Son günlerde ivme kazandığı görülen keyfi operasyonlar yeni mağdurlar üretmeye devam ediyor
Son günlerde ivme kazandığı görülen keyfi operasyonlar yeni mağdurlar üretmeye devam ediyor. Bugün sabah erken saatlerden itibaren, İstanbul ve Bursa başta olmak üzere çeşitli illerde polisin yine İslami hassasiyet sahibi kişilere yönelik yeni bir operasyon başlattığı ve çok sayıda kişiyi gözaltına aldığı öğrenildi.
Gözaltına alınanlar arasında geçen yıl Afganistan'da Taliban saflarında savaşırken işgalci Amerikan askerleri tarafından şehid edilen Osman Özkan'ın eşi Zehra Özkan'ın da bulunduğu bildirildi. Bursa'da ikamet etmekte olan Zehra Özkan'ın ne maksatla gözaltına alındığına ilişkin henüz bir bilgi alınabilmiş değil. Bununla birlikte polisin son dönemlerde adeta kampanyaya dönüştürdüğü gözaltılara bakıldığında özellikle cihad bölgelerine giden ya da bunlarla irtibatlı Müslümanları hedef aldığı görülmekte.
Somut herhangi bir suç isnadı olmaksızın gözaltılarla taciz edilen, sindirilmeye çalışılan bu insanların maruz kaldıkları hukuksuzluğun her zaman yapıldığı gibi yine "el-Kaide" ile ilişkilendirilmek suretiyle örtülmeye çalışılacağı tahmin edilmekte.
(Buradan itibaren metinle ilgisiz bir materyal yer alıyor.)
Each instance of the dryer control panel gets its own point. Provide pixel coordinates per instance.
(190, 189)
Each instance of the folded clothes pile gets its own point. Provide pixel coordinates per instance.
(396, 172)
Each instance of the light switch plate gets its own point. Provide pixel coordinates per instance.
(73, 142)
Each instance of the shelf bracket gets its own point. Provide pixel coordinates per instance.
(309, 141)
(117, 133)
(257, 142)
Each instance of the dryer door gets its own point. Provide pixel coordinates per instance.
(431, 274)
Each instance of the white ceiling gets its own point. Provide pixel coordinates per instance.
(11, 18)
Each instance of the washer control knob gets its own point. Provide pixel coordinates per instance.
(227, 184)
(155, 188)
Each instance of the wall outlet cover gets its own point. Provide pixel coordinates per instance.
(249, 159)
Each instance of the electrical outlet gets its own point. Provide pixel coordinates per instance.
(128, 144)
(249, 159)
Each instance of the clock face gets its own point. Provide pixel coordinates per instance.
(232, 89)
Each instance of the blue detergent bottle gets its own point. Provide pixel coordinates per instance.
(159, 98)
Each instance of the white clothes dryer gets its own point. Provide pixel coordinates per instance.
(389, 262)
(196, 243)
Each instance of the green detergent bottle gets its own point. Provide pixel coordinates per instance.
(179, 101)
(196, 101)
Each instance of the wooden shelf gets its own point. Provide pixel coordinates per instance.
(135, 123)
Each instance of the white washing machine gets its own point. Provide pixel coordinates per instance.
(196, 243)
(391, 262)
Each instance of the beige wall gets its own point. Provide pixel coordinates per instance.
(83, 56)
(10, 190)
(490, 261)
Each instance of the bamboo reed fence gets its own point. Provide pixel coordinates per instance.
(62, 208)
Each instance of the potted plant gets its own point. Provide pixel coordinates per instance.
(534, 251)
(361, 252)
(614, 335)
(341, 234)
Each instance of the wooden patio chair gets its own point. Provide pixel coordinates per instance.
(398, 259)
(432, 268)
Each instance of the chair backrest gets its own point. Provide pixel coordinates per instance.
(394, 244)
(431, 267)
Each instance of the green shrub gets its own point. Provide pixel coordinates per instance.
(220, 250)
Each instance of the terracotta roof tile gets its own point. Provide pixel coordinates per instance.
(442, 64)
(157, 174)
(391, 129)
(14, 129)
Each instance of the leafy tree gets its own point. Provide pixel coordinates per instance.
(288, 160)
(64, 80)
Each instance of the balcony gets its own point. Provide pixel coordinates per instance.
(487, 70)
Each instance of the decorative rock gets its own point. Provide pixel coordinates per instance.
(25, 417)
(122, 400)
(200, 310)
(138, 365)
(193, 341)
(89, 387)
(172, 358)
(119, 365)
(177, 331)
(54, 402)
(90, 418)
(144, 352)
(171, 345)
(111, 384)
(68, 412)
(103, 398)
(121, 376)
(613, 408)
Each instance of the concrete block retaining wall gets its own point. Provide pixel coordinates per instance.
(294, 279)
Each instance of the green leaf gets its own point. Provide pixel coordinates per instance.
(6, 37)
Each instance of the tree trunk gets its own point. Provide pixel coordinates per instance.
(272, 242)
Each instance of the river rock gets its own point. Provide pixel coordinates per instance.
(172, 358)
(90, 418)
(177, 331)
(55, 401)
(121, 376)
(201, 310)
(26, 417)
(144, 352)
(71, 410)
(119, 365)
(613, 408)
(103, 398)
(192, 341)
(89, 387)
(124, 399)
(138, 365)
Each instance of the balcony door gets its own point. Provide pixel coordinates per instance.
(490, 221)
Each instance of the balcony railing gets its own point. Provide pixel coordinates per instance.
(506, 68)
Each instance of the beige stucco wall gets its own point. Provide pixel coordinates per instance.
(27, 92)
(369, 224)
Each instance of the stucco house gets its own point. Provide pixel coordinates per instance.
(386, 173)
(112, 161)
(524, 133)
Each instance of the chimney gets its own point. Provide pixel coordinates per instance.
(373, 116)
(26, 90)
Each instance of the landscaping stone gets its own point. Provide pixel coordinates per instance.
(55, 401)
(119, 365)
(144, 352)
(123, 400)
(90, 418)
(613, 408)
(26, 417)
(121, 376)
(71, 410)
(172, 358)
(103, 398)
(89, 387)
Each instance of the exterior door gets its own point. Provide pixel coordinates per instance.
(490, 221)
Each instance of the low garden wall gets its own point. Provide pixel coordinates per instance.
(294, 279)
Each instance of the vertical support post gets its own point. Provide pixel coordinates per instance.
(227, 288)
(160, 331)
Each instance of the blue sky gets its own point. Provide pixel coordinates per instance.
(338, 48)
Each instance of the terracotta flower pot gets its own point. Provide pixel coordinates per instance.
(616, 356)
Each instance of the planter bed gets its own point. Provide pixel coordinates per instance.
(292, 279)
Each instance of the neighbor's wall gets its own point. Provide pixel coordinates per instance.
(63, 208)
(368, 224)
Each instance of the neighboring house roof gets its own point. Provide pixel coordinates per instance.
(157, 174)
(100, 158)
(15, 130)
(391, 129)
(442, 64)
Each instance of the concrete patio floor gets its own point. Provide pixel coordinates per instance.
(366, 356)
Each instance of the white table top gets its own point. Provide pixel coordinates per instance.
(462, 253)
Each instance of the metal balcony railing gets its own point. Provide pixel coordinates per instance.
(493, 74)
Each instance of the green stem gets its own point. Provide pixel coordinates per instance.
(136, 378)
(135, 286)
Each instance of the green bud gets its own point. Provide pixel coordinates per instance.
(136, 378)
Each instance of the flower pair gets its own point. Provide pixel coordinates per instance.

Oysa bu isnadı doğrulayacak bir delil bulunmadığı ama soyut ve mesnedi bulunmayan şüphelerden hareketle çok sayıda insanın mağdur edildiği biliniyor. Nitekim aynı suçlamayla bu yılın Ocak ayında Konya merkezli olarak yürütülen operasyonlar neticesinde gözaltına alınıp bilahare tutuklanan 37 kişi hakkında aradan beş ay geçmesine rağmen hala dava açılmış değil. Bu durumda çoğu kez keyfi gözaltılarla kamuoyuna "terörist" olarak lanse edilen insanlar hem karalanmış oluyorlar hem de mesnetsiz tutuklama kararları ile fiilen mahkum edilip, cezalandırılıyorlar.
ABD'nin dostu ve stratejik müttefiki Türkiye devletinin Irak ve Afganistan'da sürmekte olan işgal karşıtı direnişe destek olunmasından neden bu kadar gocunduğunu anlamakta güçlük çekmiyoruz. Mamafih eğer ortada bir hukuk devleti iddiası varsa devlet erkini kullanan güçler eğilimlerine, kaygılarına göre değil yasalarına göre hareket etmeye mecburdurlar. Mevcut yasalardan hareket edildiğinde ise yapılan bu operasyonların hukuki temeli bulunmayan, keyfi tutumlardan ibaret olduğu açıktır. Başta hükümet ve iç işleri bakanlığı olmak üzere tüm sorumluları kamuoyunda İslami kimliğiyle tanınan insanları sindirmeye yönelik bu hukuksuz uygulamalara son vermeye çağırıyoruz.